In India, it is quite normal for young men to walk hand in hand with their male friends; in Europe, this is taken to mean that they are homosexual. In Thailand, no one may not pat anyone on their head; it causes offence. Touching an older person's feet is a perfectly normal way of showing them respect in India; it can appear to be slavish and embarrass an American. This makes bodily contact an important non-verbal symbol of communication.

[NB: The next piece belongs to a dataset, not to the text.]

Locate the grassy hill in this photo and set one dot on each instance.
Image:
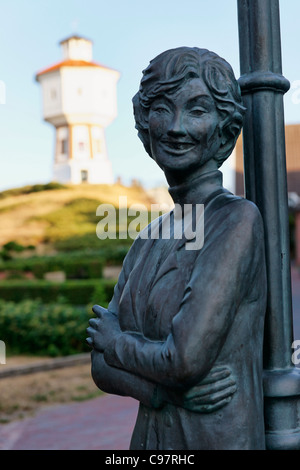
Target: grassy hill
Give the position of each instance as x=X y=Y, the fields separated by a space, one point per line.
x=57 y=217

Touch is one of the very first non-verbal symbols a new-born baby is lovingly exposed to. It continues to be a major means of communication for a long time because the range of symbols a baby can display or process is severely limited. Touch and tone of voice (as opposed to the actual words used) are arguably the most crucial symbols mothers use when they communicate their love and care to their new-born babies who cannot process visual inputs well and for whom words mean nothing. It is several months before it can process verbal symbols its parents and others employ. Even after a baby's range of symbols grows, touch continues to be a powerful means to communicate emotions.